There are many possible reasons for differences you observe. Given that you have not supplied a minimal reproducible example or any output, we can only speculate. I am the author of MatchIt
and cobalt
so I can explain the choices there (which are the same) and how I justify them.
For continuous variables, the SMD after matching is the difference in the means (weighted by the matching weights) divided by a scaling factor computed in the original sample. I have justified the choice to compute the standardization factor in the original sample here and elsewhere. The standardization factor depends on the chosen target population, but it can be changed by supplying an argument to s.d.denom
. By default, when matching for the ATT is used (the default in MatchIt
), the standardization factor is the standard deviation of the variable in the treated group (again, computed prior to matching). When matching for the ATE, the standardization factor is the square root of the average of the variances in the treatment groups. The defaults and allowable arguments are explained in help("col_w_smd")
.
For categorical variables, cobalt
first splits them into dummy variables for each category and then treats the dummy variables as independent variables. By default cobalt::bal.tab()

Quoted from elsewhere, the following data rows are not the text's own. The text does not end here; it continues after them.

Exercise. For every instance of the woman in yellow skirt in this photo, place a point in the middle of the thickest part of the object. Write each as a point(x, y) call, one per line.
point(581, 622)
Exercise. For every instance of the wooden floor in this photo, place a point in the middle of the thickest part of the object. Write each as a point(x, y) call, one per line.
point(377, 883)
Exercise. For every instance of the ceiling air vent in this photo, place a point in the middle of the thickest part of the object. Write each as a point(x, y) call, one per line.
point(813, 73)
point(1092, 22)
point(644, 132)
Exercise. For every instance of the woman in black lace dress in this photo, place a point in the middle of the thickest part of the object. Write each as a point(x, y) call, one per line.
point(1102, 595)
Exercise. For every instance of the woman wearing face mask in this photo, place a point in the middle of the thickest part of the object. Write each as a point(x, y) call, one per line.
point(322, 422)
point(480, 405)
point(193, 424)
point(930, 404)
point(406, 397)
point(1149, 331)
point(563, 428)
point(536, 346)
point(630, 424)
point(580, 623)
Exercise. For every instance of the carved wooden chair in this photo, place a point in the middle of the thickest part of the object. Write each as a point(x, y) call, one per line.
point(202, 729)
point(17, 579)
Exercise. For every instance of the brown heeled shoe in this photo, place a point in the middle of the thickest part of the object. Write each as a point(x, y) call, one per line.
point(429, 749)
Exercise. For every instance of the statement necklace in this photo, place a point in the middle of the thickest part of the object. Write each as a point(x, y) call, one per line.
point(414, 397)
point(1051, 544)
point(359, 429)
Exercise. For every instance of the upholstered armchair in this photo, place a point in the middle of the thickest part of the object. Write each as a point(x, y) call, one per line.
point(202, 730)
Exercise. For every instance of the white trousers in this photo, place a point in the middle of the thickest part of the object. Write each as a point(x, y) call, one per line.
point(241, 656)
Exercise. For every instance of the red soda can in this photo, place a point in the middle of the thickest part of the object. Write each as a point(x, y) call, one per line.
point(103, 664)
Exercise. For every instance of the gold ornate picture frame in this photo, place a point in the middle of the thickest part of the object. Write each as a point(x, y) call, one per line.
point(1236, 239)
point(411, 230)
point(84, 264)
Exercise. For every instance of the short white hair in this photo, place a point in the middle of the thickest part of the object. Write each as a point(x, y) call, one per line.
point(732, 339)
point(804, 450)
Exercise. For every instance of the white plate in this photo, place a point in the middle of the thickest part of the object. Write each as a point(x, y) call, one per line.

produces unstandardized mean differences (i.e., raw differences in proportion) for binary and categorical variables. If you want standardized mean differences, you need to set binary = "std"
. I explain in the documentation why I think standardized mean differences don't make sense for binary variables. cobalt
uses a special formula for the variance of binary variables (smd
does as well), so be sure to take that into consideration when trying to replicate cobalt
's results manually.
I am not sure exactly what smd
(which is the basis for calculations in gtsummary()
) does, because its documentation is somewhat sparse and its code (which uses an R6 architecture) is hard for me to read (though, admittedly, cobalt
's is too). It seems like smd
computes the standardization factor in the matched sample when matching weights are supplied (or only the matched sample is supplied to it), and it always computes the standardization factor as the square root of the average of the variances in the treatment groups. For categorical variables, it compute a single standardized mean difference for the whole variable using the formula described in Yang & Dalton (2012) rather than splitting the variable into separate dummy variables. I explain here why I don't think this is a great idea.
Hopefully this sheds some light on these differences. I would encourage you to use cobalt
rather than gtsummary()
for producing balance tables because of the amount of research that went into choosing these settings. They represent what, in my opinion, are best practices. cobalt
also gives you the flexibility to supply your own choices if you don't agree, but by making those choices yourself, you get to know exactly how each value is calculated. I have also worked hard to ensure cobalt
is thoroughly documented to help users understand exactly what is going on. Everything I described about cobalt
's functionality is explained in the documentation.